The Council for Cultural Affairs yesterday said that the Jingmei and Green Island human rights cultural parks would become part of a national human rights museum that would focus solely on human rights-related exhibitions and research.
The announcement was made to resolve a long-running debate over the two parks’ name and focus.
“There has been controversy over whether the two ‘human rights cultural parks’ should focus on human rights or culture,” Council for Cultural Affairs Minister Emile Sheng (盛治仁) told a news conference in Taipei. “I am going to make it very clear that, from now on, human rights-related exhibitions and research on human rights issues will be a priority for the two parks.”
Sheng’s decision reverses the position taken by his predecessor, Huang Pi-tuan (黃碧端), who sparked controversy last year when she renamed the two human rights parks “cultural parks” to allow artists to make use of the space.
The two parks, located in Jingmei, Taipei, and on Green Island, Taitung, were the site of prisons for political dissidents during the 38 years of martial law when Chiang Kai-shek (蔣介石) and Chiang Ching-kuo (蔣經國) were in power.
Many human rights groups protested Huang’s decision, suspecting the move was an attempt by the Chinese Nationalist Party (KMT) to cover up human rights violations perpetrated by the KMT from 1949 through 1987.
Faced with public pressure, Huang agreed to rename the two parks “human rights cultural parks,” but that only triggered more debate on whether the parks should focus on human rights or cultural events.

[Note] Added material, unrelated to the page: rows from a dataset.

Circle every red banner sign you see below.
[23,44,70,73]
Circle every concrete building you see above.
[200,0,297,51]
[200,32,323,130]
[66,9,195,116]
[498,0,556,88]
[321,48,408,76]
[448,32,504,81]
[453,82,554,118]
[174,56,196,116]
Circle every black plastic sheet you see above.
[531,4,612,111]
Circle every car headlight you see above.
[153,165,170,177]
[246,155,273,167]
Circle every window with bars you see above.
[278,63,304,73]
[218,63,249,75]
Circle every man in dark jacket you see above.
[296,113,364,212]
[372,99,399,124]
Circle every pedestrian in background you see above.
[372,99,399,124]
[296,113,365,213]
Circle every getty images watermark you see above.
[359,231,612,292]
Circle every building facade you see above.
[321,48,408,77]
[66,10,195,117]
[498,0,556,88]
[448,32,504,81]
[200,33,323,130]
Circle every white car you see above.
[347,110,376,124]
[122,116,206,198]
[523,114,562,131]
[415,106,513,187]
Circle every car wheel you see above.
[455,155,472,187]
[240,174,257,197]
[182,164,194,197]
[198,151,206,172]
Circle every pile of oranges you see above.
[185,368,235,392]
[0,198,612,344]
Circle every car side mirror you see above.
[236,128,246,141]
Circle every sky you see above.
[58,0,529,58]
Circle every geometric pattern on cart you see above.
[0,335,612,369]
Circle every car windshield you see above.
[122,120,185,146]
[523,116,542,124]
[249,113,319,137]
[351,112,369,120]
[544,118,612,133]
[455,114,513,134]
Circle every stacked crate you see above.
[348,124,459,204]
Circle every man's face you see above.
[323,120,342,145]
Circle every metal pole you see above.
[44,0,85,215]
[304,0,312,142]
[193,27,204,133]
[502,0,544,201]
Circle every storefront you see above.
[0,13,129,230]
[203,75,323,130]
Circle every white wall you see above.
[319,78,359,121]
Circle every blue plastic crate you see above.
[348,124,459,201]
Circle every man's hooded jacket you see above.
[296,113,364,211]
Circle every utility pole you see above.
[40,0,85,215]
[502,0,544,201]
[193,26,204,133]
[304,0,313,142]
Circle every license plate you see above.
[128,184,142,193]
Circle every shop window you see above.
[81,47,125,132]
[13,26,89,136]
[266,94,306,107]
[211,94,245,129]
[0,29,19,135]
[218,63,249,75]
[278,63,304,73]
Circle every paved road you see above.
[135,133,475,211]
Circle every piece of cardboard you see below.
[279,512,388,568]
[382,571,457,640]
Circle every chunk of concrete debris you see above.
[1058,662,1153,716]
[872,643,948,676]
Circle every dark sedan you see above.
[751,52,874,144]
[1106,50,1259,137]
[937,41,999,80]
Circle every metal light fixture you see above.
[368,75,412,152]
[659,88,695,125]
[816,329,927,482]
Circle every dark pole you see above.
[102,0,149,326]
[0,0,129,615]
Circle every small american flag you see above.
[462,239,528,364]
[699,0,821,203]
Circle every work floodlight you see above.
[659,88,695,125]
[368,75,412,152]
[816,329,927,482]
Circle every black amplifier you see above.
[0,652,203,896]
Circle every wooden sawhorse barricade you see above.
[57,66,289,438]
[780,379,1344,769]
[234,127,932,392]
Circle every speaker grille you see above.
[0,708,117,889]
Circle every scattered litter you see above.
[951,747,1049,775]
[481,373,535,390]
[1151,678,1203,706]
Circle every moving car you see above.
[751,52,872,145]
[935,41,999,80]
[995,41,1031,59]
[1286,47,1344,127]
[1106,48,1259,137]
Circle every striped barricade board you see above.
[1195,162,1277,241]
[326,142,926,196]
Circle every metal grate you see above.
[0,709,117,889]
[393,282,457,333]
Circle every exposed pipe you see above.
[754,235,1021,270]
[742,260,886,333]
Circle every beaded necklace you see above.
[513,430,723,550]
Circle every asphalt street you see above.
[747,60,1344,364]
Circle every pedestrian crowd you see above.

“The two parks will become campuses for a planned national human rights museum and will be used to highlight what the government did wrong in the past so that the mistakes won’t be repeated,” Sheng said. “Human rights struggles in other countries will also be represented.”
Although a national human rights museum will not be officially established until the council is upgraded to a ministry in two years, Council for Cultural Affairs Vice Minister Hong Ching-feng (洪慶峰) said the council would start preparatory work for the museum.
“For instance, there were as many as 140,000 political victims during the Martial Law era and thousands still haven’t been interviewed,” Hong said. “We will begin to interview them as soon as possible, before it’s too late.”
“If we don’t begin research right now, it would be meaningless to have a national human rights museum with nothing inside,” he said.
Commenting on the move, Taiwan Association for Truth and Reconciliation executive secretary Yeh Hung-ling (葉虹靈) said that the organization was pleased the government was finally listening to what human rights groups had long called for.